Ma part du gâteau

Par Kinopitheque12

Cédric Klapisch, 2011 (France)

Cédric Klapisch réagit à la crise économique contemporaine et à ses conséquences sur le tissu social. Il organise la rencontre improbable de deux personnages, chacun situé à une extrémité d’un système économique mondialisé, l’un dans les hautes sphères de la finance, l’autre ouvrière puis femme de ménage.

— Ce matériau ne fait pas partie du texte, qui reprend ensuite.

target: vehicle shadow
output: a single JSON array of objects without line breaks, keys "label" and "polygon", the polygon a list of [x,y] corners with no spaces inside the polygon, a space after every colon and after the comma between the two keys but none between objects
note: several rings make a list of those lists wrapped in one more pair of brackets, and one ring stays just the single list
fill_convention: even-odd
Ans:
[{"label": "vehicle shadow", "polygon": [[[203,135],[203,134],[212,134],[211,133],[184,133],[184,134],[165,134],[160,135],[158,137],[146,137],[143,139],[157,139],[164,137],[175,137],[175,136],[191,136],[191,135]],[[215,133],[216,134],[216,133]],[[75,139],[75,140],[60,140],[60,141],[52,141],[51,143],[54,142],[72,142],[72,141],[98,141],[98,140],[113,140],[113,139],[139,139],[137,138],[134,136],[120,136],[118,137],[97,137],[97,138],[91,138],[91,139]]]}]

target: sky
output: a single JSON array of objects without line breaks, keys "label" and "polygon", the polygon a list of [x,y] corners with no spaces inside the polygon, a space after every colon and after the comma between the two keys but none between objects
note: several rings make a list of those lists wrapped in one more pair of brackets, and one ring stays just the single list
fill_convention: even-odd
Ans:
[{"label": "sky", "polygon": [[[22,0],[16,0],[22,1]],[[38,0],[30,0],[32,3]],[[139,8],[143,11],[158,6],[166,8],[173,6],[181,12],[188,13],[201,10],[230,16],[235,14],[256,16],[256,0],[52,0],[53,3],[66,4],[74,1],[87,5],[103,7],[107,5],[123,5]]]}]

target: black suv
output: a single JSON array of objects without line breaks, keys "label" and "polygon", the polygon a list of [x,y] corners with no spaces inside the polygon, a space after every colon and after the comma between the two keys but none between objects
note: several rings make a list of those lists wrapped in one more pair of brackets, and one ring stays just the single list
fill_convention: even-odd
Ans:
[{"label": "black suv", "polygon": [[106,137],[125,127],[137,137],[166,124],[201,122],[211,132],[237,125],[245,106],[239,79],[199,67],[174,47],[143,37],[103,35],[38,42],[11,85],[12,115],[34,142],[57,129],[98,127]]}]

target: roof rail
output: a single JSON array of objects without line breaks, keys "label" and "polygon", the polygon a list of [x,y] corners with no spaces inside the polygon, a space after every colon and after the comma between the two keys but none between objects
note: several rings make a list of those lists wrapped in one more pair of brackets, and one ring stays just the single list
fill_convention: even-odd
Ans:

Le réalisateur de Paris (2008) traite son sujet avec une naïveté assez comparable à celle des Neiges du Kilimanjaro (2011). Dans le film plein d’utopie de Guédiguian, tout en constatant son embourgeoisement, un couple s’interroge sur les valeurs et les engagements qui lui servaient jusqu’alors de repères. Cependant, contrairement à Michel et Marie-Claire (Ariane Ascaride et Jean-Pierre Darroussin), Steve et France (Gil Lelouche et Karin Viard) ne se remettent jamais en question. Certes, cela évite peut-être à la prolétaire de passer pour une Cendrillon moderne et au requin de la finance d’être par amour soudainement transformé en un gentil humaniste (Klapisch cite explicitement Pretty woman mais, n’étant pas tout à fait dans la comédie romantique, refuse cette issue-là), pourtant cela ôte aussi aux personnages la possibilité de simplement s’interroger sur leur situation ou sur leur relation. Klapisch prend des archétypes et les laisse en l’état.


En dépit du jeu plutôt correct des acteurs et de nos sourires occasionnels, on s’agace devant leurs personnages trop caricaturaux (un seul exemple : Purcell dans un gros fauteuil de cuir contre une sous comédie musicale pour ménagère) et on désespère assez vite de dégager du film autre chose que l’idée déjà rebattue d’une rupture entre les centres de décisions et les lieux de production. Pourtant, si Klapisch rate l’histoire de France et de Steve (devenant n’importe quoi sur le dernier quart d’heure), il propose une mise en images des espaces qui, elle, suscite davantage d’intérêt.


Il distingue tout d’abord les lieux de vie de ses protagonistes. Plutôt que le travail peu original effectué avec sa chef décoratrice sur les intérieurs (lumineux et froid chez le trader, plein de vie chez France), retenons une autre distinction spatiale. Depuis les hautes tours des quartiers d’affaires de La City ou de la Défense, ou bien sur les balcons d’un hôtel à Venise, le trader ne quitte pas les hauteurs. Il croit avoir la « les pieds sur terre » mais pour dominer a perdu tout contact avec l’humain : « il vit sur Mars ». La petite employée, elle, parcourt les routes entre Dunkerque et Paris, longe les quais ou les plages. Klapisch travaille l’horizon et la ligne de fuite avec France comme pour lui ouvrir les yeux sur d’autres perspectives ou, du moins, alors qu’il l’enferme dans un fourgon de police en toute fin de film, laisser au spectateur espérer une autre issue.


Par ailleurs, situés aux extrémités du système, les acteurs du marché et les ouvriers s’ignorent, une totale virtualité ayant gagné la représentation que chacun se fait de l’autre. Ainsi, pour les ouvriers, les salles de marché se résument à des courbes incompréhensibles sur des écrans et, à l’opposé, les opérateurs financiers prennent les manutentionnaires pour de très amusants « playmobils ». Toute cette virtualité vole en éclat lorsque France décide d’enlever le fils de Steve (nous sommes dans le dernier quart d’heure) et l’intention de Klapisch de ramener brutalement le trader au sol n’était pas mauvaise en soi. Pourtant le moyen est raté. Réussissant mieux ses métaphores spatiales, entre la capitale et Dunkerque, il se sert d’un plan sur un échangeur autoroutier pour marquer le lieu de transition entre le monde des décideurs et celui des exécutants.

Ma part du gâteau est une comédie sociale manquée et l’engagement qui a motivé le film paraît maladroit. Au final, Cédric Klapisch ne s’encombre d’aucune véritable réflexion et se contente d’illustrer une conjoncture. Il montre aussi à son tour (entre autres, après Rapt de Belvaux en 2009) la chute d’un puissant que la crise a précipitée.